Fußball: Die SV Böblingen bittet den VfL Sindelfingen zum Derby

Das Duell im Kreis Böblingen

Anpfiff auf dem Kunstrasenplatz im Stadion ist Mittwoch, 19 Uhr.

Mit welchem Ergebnis das Derby zwischen der SV Böblingen und dem VfL Sindelfingen am Mittwochabend – der Anpfiff erfolgt um 19 Uhr – enden wird, das können und wollen Slobodan Markovic und Thomas Siegmund nicht sagen. Dass das Duell der beiden Nachbarn auf jeden Fall „eine hochemotionale Angelegenheit“ werden wird, davon gehen die beiden Cheftrainer unabhängig voneinander aus. „Das wird ein ganz besonderes Spiel, und beide Teams haben Bock darauf.“

Siegmund bemüht sich um Mäßigung

Denn die Konstellation, dass Thomas Siegmund erst im vergangenen Dezember die Fronten gewechselt und beim VfL die Nachfolge von Maik Schütt angetreten hat, sorgt automatisch für eine gewisse Brisanz. „Beide Seiten tun gut daran, den anderen in Ruhe zu lassen“, ist der Sindelfinger Trainer im Vorfeld der Partie um Mäßigung bemüht. „Ich freue mich auf ein Duell zweier Mannschaften, die zuletzt reichlich Selbstvertrauen getankt haben.“
Ihre starke Form wollen die Sindelfinger dazu nutzen, mit einem Sieg im Nachholspiel den Abstand nach vorne weiter zu verkleinern. „Dann wären wir wieder ganz dick bei der Musik dabei“, weiß Thomas Siegmund. Etwas anders gestalten sich die Ziele der Böblinger. Mit sechs Punkten weniger auf der Habenseite als der VfL geht Slobodan Markovic in sein erstes Derby. „Unser Ziel ist es, das Polster auf die Abstiegsränge dicker zu gestalten.“
Der späte Ausgleichstreffer im Heimspiel gegen den TV Echterdingen habe dafür gesorgt, dass man nun „mit einem guten Gefühl“ in das Derby gehe.
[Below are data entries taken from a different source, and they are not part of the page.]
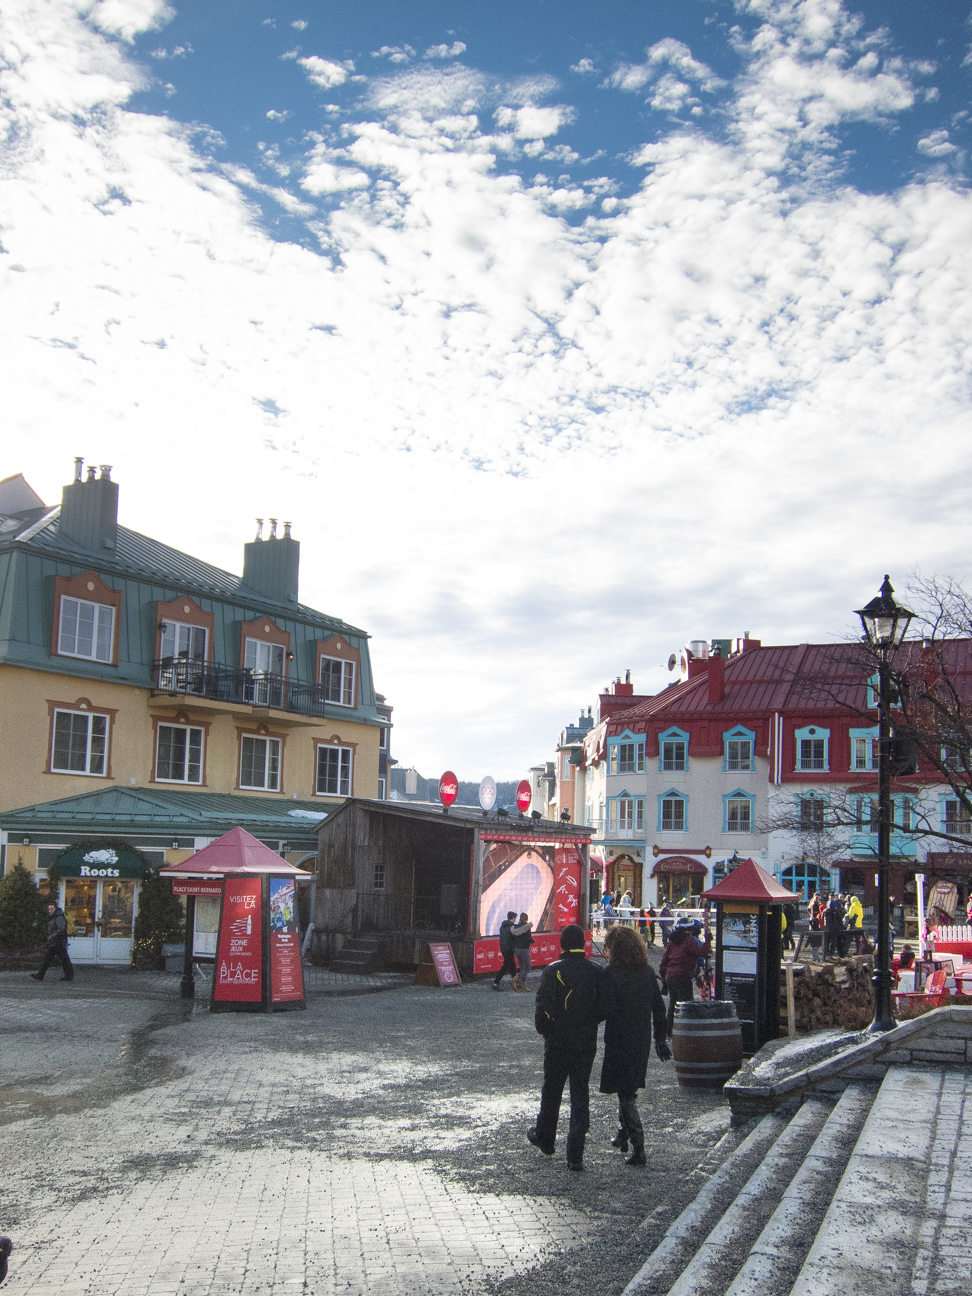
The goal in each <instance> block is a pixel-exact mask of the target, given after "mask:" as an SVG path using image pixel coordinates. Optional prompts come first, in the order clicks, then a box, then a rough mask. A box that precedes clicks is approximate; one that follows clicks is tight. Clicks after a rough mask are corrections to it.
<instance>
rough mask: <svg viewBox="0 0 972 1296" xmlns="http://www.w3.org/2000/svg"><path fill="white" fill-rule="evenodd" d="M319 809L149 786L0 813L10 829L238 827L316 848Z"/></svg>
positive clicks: (114, 831)
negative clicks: (245, 828)
mask: <svg viewBox="0 0 972 1296" xmlns="http://www.w3.org/2000/svg"><path fill="white" fill-rule="evenodd" d="M324 813H325V811H324V810H323V809H321V806H320V804H319V802H314V801H267V800H264V798H263V797H237V796H232V794H229V793H222V792H170V791H168V789H166V791H156V789H154V788H121V787H115V788H101V789H100V791H97V792H84V793H82V794H80V796H76V797H62V798H61V800H60V801H45V802H41V804H40V805H35V806H22V807H21V809H19V810H8V811H6V813H5V814H0V828H3V829H5V831H6V832H14V833H21V832H23V833H35V835H36V833H39V832H45V831H48V832H58V833H64V832H73V833H79V835H84V836H91V835H92V833H101V832H110V833H119V832H121V833H139V835H141V836H145V835H149V836H150V835H153V833H158V835H159V836H166V837H168V836H175V837H185V836H198V837H219V836H222V835H223V833H224V832H228V831H229V829H231V828H236V827H241V828H246V831H248V832H251V833H253V836H254V837H260V839H264V837H268V839H271V840H273V841H292V842H295V841H298V840H299V841H307V842H310V848H308V849H314V848H315V846H316V836H318V827H319V826H320V822H321V820H320V819H319V818H316V816H318V815H320V816H323V815H324Z"/></svg>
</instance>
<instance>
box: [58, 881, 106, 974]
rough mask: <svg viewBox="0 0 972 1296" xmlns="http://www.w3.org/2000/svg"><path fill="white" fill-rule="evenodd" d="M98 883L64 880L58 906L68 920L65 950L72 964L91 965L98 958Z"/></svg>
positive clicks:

Dass gegen Echterdingen alle fünf Spieler zum Zug kamen, die nach dieser Saison nach Sindelfingen wechseln werden, ist für Slobodan Markovic nur eine Notiz am Rande. Auch für das Spiel am Mittwoch plant er fest mit dem Quintett um Kapitän Bjarne Hamann. „Bis Juni tragen alle fünf das SVB-Trikot, und ich bin mir sicher, dass sie sich gegen den VfL zerreißen werden.“
Ähnlich stuft das auch Thomas Siegmund ein. „Ich wäre maximal enttäuscht, wenn die Jungs sich nicht voll reinhauen würden. Ich weiß aber, dass sie professionell genug sind, um mit der Situation zurechtzukommen.“ Bedauerlich findet Slobodan Markovic lediglich, dass nicht im Stadion gespielt werden kann. „Ich denke, das Spiel hätte diesen Rahmen verdient. Leider hat die Stadt den Rasen noch nicht freigegeben.“ So müsse man erneut auf dem Kunstrasenplatz ran, der durch die unmittelbare Nähe der Fans zumindest für Emotionen von draußen sorgen dürfte.
Was seine Kaderstärke anbetrifft, geht der Böblinger Coach mit Sorgen in das Nachbarschaftsduell. Für Marvin Pietruschka und den zuletzt überzeugenden A-Junior Noah Stöckle kommt das Spiel noch zu früh. Wieder bei der Mannschaft ist hingegen Adrian Körtge Corral. „Adrian war krank und ist bei Weitem noch nicht fit. Für ein paar Minuten sollte es aber reichen.“ Deutlich besser sieht es auf VfL-Seite aus. „Alle Mann an Bord, ich kann aus dem Vollen schöpfen“, bestätigt Thomas Siegmund.

 

Bild: SVB-Kapitän Bjarne Hamann trifft auf seinen zukünftigen Verein.